November 12, 2018 | AtoZ Markets
In the D.C. Fintech Week Conference at Georgetown University held last week, J. Christopher Giancarlo, the chairman of the US Commodity Futures Trading Commission (CFTC) gave a speech on the distributed ledger technology (DLT) and its role in automating the regulations for derivative markets.
In his speech, Giancarlo said that DLT-powered Quantitative Regulation could help regulators observe the markets more efficiently with less cost.
If used with the machine learning algorithms, the technology could help identify the segments of markets in case of a high risk or probable vulnerabilities rise.
According to the CFTC chair as well, Quantitative Regulation could “standardize and distribute critical information” to market actors and regulators.
“We can also envision the day where rulebooks are digitized, compliance is increasingly automated or built into business operations through smart contracts, and regulatory reporting is satisfied through real-time DLT networks, the machines here at the CFTC would have the ability to communicate regulatory requirements and consume and analyze the data that comes in through such systems.” Giancarlo said at the conference.
Giancarlo explained that CFTC is considering an active form of regulation, that is capable of responding to real-time challenges the new technologies trigger, emphasizing decentralized markets and disintermediated traditional actors and how they are connected to the challenges mentioned.
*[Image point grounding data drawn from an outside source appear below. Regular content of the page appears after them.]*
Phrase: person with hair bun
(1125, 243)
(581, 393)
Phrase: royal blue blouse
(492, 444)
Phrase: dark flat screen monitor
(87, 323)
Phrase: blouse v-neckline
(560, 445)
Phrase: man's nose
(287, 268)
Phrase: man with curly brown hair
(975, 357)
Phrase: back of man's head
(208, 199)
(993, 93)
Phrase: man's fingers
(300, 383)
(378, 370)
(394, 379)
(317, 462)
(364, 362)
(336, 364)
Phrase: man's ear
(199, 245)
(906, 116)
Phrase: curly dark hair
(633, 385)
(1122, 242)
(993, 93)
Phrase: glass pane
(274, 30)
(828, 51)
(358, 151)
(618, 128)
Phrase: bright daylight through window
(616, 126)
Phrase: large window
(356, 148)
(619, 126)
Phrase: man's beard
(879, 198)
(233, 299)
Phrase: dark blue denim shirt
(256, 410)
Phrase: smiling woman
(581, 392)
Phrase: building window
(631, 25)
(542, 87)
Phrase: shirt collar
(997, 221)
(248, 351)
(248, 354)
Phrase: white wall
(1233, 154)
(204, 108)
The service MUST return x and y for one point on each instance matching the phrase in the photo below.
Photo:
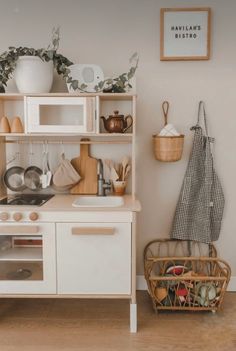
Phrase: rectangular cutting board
(86, 166)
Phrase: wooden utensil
(125, 162)
(86, 166)
(127, 171)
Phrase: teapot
(117, 123)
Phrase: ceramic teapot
(117, 123)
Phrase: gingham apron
(200, 206)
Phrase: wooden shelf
(103, 96)
(22, 254)
(82, 135)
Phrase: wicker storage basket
(177, 281)
(167, 148)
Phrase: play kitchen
(68, 198)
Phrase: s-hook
(165, 109)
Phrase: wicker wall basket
(182, 282)
(167, 148)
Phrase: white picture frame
(185, 33)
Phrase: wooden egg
(4, 125)
(17, 126)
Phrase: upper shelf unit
(67, 114)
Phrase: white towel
(169, 130)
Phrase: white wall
(107, 32)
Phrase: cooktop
(26, 199)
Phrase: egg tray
(194, 278)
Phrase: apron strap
(201, 104)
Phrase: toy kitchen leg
(133, 302)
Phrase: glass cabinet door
(21, 257)
(27, 260)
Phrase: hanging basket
(167, 148)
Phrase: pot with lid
(117, 123)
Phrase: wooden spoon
(125, 162)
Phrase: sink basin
(96, 201)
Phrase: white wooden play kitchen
(69, 251)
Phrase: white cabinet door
(27, 258)
(94, 258)
(60, 114)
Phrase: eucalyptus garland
(9, 58)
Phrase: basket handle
(165, 109)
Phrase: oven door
(27, 259)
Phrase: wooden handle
(93, 231)
(19, 229)
(165, 109)
(89, 113)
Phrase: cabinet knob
(4, 216)
(17, 216)
(33, 216)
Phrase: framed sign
(185, 34)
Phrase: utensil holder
(119, 187)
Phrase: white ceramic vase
(32, 75)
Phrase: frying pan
(14, 178)
(33, 177)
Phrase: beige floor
(104, 325)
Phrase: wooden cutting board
(86, 166)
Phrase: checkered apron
(200, 206)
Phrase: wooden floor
(103, 325)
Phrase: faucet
(102, 185)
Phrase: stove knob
(4, 216)
(33, 216)
(17, 216)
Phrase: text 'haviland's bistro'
(186, 32)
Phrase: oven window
(21, 257)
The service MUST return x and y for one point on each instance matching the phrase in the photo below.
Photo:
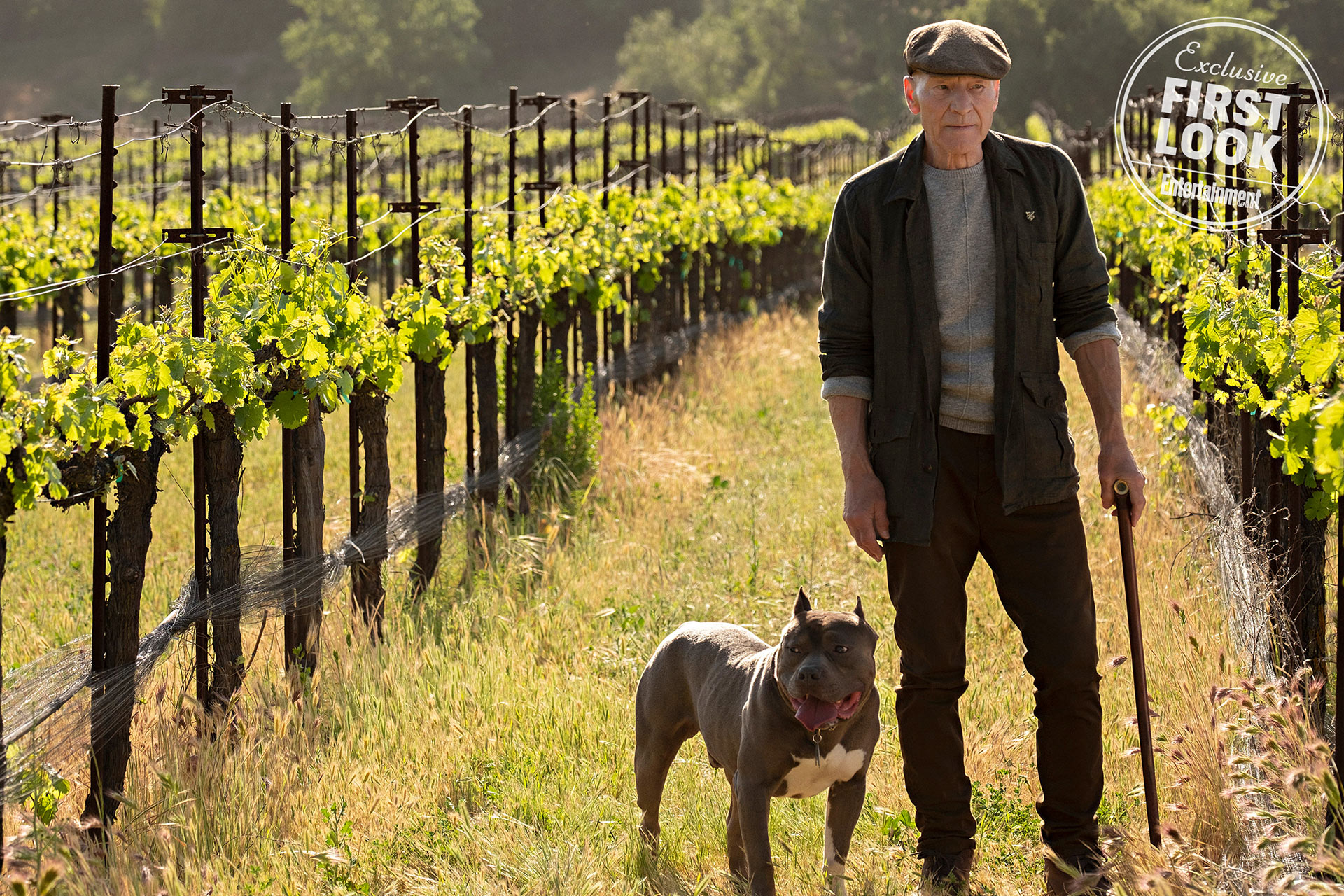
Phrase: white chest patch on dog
(808, 778)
“the ability to keep pace with those who attempt to defraud, distort, or manipulate”, Giancarlo confirms, referring to that it may have already started building systems that will automate “derivate market regulations”.
The Technology promises of real-time data reporting
As the machine learning and DLT systems will be capable of digitizing rules and regulations, in addition to consuming, analyzing and processing data in real time, the aforementioned technology would allow the CFTC to analyze data once reported.
It would further allow the regulatory agency to study the impact of certain provisions and how they can be modified to ensure an optimal outcome.
“Rather than rely on static rules and regulations that were put in place without knowing exactly the consequences or results they would drive in the market, we may be able to measure data, real-world outcomes, and success in satisfying regulatory objectives”, explained Giancarlo.